Weil bereits voll ausgelastet oder schlichtweg wegen mangelndem Interesse sagten zunächst einige Amphoren-Produzenten ab. Man blieb hartnäckig und dies sollte sich als Glücksfall herausstellen. Der renommierte Amphoren-Produzent ARTENOVA in Impruneta bei Florenz war sofort von dieser Idee angetan und zeigte sich bereit das Projekt mitzutragen. Eine Probe-Amphore war notwendig, denn es gab noch einige Schwierigkeiten bei der Formung und dem Brand, dem Berufsgeheimnis der Amphoren-Töpfer. Doch von Beginn an war klar, der Lehm eignet sich sehr gut. Noch mehr Lehm war notwendig und nun wurde zusätzlich Prissianer Lehm für insgesamt 4 Amphoren in die Toskana geliefert. Dort trocknete das Material aus und wurde anschließend in einer speziellen Steinmühle verarbeitet, so fein wie Staubzucker.

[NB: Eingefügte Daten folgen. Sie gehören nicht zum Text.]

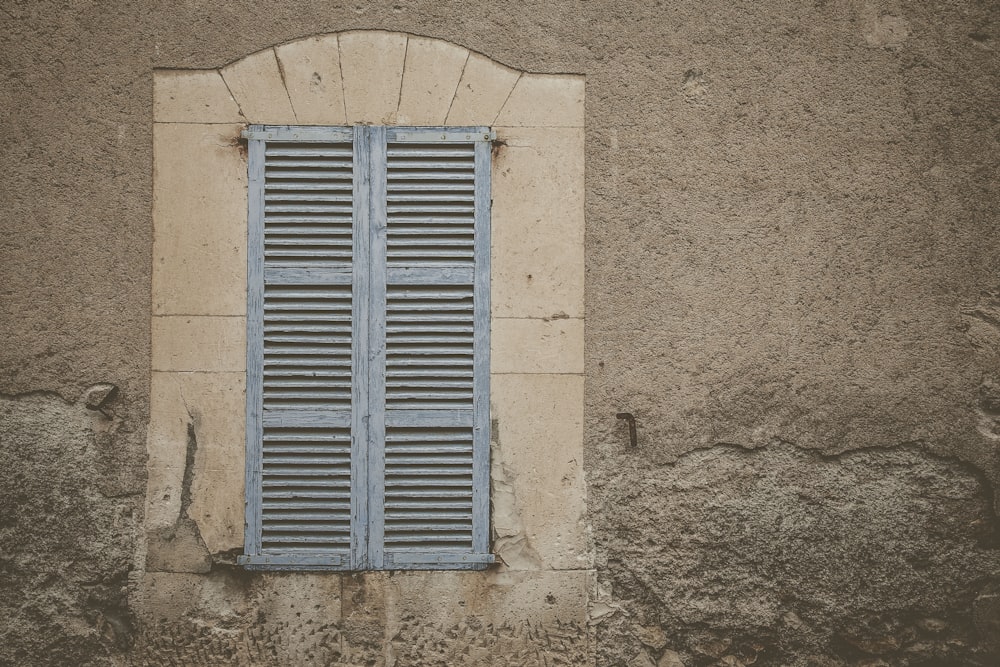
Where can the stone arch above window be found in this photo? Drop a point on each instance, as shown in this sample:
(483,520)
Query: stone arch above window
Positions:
(537,273)
(369,77)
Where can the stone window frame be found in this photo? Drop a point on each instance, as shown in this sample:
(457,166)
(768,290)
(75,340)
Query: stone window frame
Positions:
(195,439)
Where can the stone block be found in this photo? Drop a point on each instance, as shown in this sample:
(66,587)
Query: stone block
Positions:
(198,343)
(199,220)
(537,223)
(430,77)
(544,100)
(312,77)
(220,599)
(536,346)
(538,456)
(192,96)
(199,415)
(217,505)
(482,91)
(257,85)
(163,496)
(372,66)
(208,406)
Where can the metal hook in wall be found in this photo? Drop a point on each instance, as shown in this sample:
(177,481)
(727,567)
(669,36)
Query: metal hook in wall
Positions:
(632,436)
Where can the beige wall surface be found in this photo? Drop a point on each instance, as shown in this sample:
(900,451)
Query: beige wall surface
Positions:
(791,256)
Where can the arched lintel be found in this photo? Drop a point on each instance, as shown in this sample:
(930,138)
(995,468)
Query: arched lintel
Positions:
(369,77)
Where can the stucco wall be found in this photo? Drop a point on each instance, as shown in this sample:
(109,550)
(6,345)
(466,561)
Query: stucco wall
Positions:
(791,282)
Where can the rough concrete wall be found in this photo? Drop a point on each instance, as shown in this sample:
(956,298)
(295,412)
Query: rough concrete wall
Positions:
(66,530)
(792,236)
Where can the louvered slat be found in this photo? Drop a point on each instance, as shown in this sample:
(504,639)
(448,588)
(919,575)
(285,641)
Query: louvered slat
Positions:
(430,204)
(308,204)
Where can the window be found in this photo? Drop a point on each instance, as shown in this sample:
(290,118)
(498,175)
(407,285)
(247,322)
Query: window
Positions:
(368,348)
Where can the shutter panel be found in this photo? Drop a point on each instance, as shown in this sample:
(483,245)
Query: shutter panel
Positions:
(368,348)
(432,507)
(300,347)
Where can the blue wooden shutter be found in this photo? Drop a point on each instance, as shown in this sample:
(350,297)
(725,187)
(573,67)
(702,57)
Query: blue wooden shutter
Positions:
(368,348)
(300,332)
(429,499)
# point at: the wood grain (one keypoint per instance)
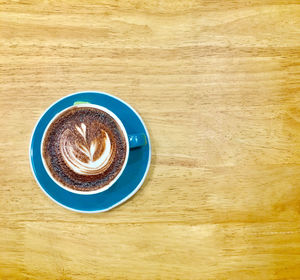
(217, 83)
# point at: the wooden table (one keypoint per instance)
(217, 83)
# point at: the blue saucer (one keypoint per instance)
(131, 179)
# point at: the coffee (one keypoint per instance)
(84, 148)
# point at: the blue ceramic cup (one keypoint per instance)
(135, 169)
(132, 141)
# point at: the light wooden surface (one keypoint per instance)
(217, 83)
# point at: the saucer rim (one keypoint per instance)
(126, 197)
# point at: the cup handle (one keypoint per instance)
(137, 140)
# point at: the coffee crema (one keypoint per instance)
(84, 148)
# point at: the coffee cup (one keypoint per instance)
(85, 148)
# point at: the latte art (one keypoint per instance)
(84, 158)
(84, 149)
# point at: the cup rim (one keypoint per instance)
(113, 115)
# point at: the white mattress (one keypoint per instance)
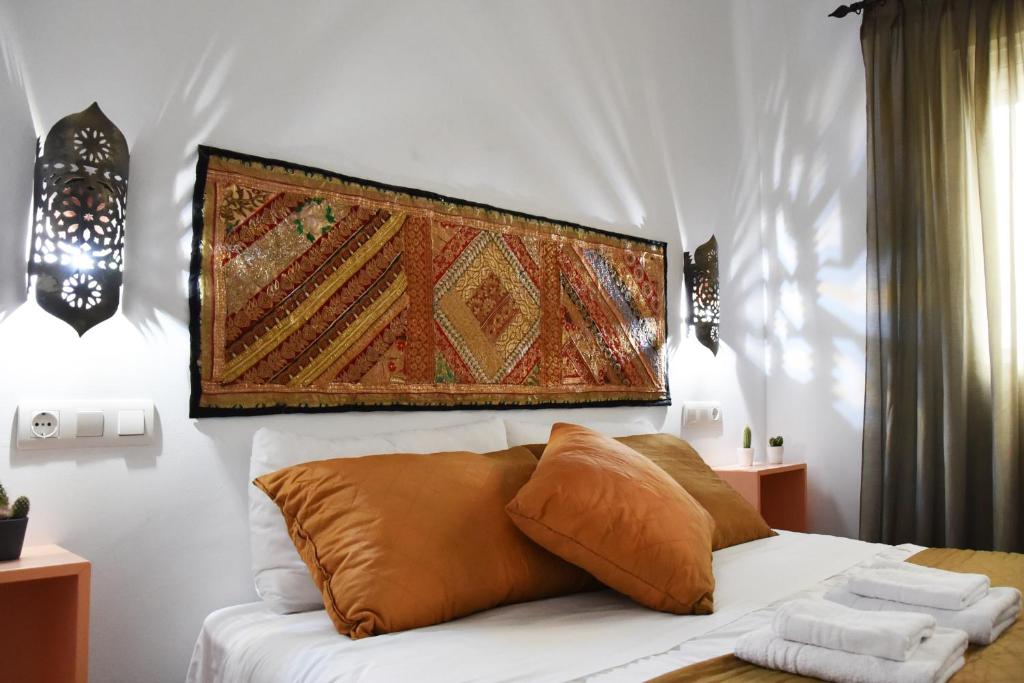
(600, 636)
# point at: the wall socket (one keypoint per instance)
(697, 413)
(80, 424)
(45, 424)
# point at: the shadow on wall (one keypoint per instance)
(17, 139)
(811, 110)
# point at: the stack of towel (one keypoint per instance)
(814, 637)
(956, 600)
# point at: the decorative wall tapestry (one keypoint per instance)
(312, 291)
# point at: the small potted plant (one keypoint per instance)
(13, 520)
(745, 454)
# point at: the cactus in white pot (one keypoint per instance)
(744, 454)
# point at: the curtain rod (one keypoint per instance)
(856, 8)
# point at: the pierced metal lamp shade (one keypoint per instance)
(700, 272)
(79, 214)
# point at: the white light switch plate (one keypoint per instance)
(99, 421)
(706, 413)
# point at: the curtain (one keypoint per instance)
(943, 406)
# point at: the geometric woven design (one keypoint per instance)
(312, 291)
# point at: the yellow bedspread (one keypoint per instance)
(1003, 660)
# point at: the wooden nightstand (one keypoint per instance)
(777, 492)
(44, 600)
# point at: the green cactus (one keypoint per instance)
(19, 509)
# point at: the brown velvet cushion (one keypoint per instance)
(610, 511)
(735, 520)
(403, 541)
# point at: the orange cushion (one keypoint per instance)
(402, 541)
(735, 520)
(612, 512)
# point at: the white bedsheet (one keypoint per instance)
(600, 635)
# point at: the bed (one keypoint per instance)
(601, 636)
(593, 636)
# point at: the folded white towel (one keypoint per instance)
(915, 585)
(892, 635)
(984, 621)
(935, 660)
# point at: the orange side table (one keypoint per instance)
(777, 492)
(44, 600)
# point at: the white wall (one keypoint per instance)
(670, 120)
(633, 117)
(809, 104)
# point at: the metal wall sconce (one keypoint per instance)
(700, 273)
(79, 215)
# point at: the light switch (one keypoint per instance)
(131, 423)
(89, 423)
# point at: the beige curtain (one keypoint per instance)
(943, 407)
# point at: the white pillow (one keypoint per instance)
(520, 433)
(282, 578)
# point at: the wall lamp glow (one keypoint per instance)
(81, 186)
(700, 273)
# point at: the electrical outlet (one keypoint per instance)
(45, 424)
(48, 424)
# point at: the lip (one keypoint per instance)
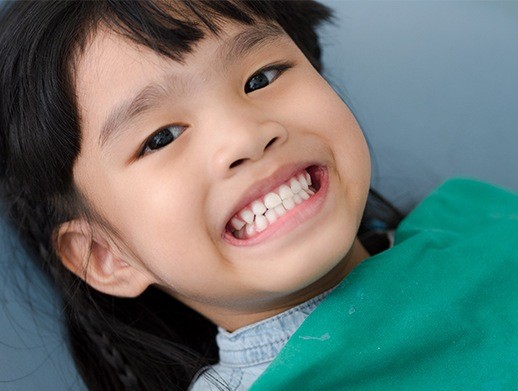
(262, 187)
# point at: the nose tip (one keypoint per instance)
(239, 162)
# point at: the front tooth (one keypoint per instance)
(258, 208)
(271, 200)
(279, 210)
(250, 229)
(308, 178)
(261, 223)
(295, 186)
(239, 234)
(285, 192)
(288, 203)
(303, 182)
(271, 216)
(237, 223)
(247, 215)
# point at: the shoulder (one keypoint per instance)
(461, 207)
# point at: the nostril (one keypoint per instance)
(237, 163)
(272, 141)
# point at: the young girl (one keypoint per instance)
(182, 165)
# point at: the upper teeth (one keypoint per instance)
(266, 210)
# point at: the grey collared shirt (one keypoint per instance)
(245, 353)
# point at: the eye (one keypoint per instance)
(265, 76)
(162, 137)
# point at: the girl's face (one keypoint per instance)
(177, 157)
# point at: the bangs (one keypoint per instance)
(172, 28)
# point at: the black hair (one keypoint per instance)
(152, 341)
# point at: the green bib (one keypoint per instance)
(438, 311)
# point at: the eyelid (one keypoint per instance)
(280, 66)
(142, 149)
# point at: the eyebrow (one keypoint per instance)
(252, 38)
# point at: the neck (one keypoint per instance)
(232, 321)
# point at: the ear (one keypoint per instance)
(89, 253)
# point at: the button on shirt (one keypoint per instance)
(245, 353)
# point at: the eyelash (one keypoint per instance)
(171, 133)
(280, 68)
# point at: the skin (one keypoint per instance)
(168, 207)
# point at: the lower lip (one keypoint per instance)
(294, 218)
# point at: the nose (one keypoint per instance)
(243, 139)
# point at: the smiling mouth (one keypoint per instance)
(277, 205)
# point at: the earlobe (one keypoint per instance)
(92, 256)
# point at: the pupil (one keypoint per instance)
(161, 138)
(258, 81)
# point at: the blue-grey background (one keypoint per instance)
(434, 85)
(435, 88)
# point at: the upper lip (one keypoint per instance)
(264, 186)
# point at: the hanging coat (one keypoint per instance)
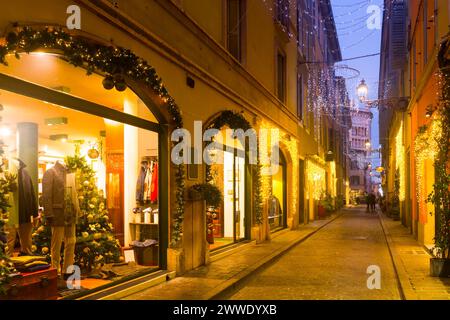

Daraus wurden nun die ersten beiden Amphoren geformt und gebrannt. Als Verschluss wird ein Ring samt Deckel aus Edelstahl eingesetzt. Ende Juli dieses Jahres wurden die ersten beiden Amphoren im Rahmen einer kleinen Feier am Zollweghof der Öffentlichkeit vorgestellt. Zahlreiche Vertreter und Interessenten der Weinszene waren anwesend, darunter auch die Präsidentin der Südtiroler Sommeliervereinigung Christine Mayr.

Eine dieser Amphoren von je 360 Liter Fassungsvermögen, steht seither im Wein- keller des Großkemathofs in Prissian bei Michael Knoll. Aller Voraussicht wird dort für die nächsten zwei Jahre ein Teil seines Weissburgunders reifen. Eine weitere Südtiroler Amphore steht am Zollweghof bei Irmgard Windegger und Franz Pfeifhofer. Diese werden ihren Weißwein „PrissLa“, der je zur Hälfe aus einem Weinberg in Prissian und Lana stammt, einlagern. Noch befindet sich beim Hersteller in der Toskana Material für 2 weitere Amphoren. Denkbar also, dass es alsbald zusätzliche Amphoren aus Südtiroler Erde geben wird. Denkbar aber auch, so die Ideatoren, dass die Weine in Tonflaschen, geformt aus der heimischen Erde, abgefüllt werden. Die Ideen gehen den am Projekt Beteiligten also nicht aus. Entstammen sie doch bestimmt einem guten Glas Wein aus dieser herrlichen Weinregion. Das erklärt einiges.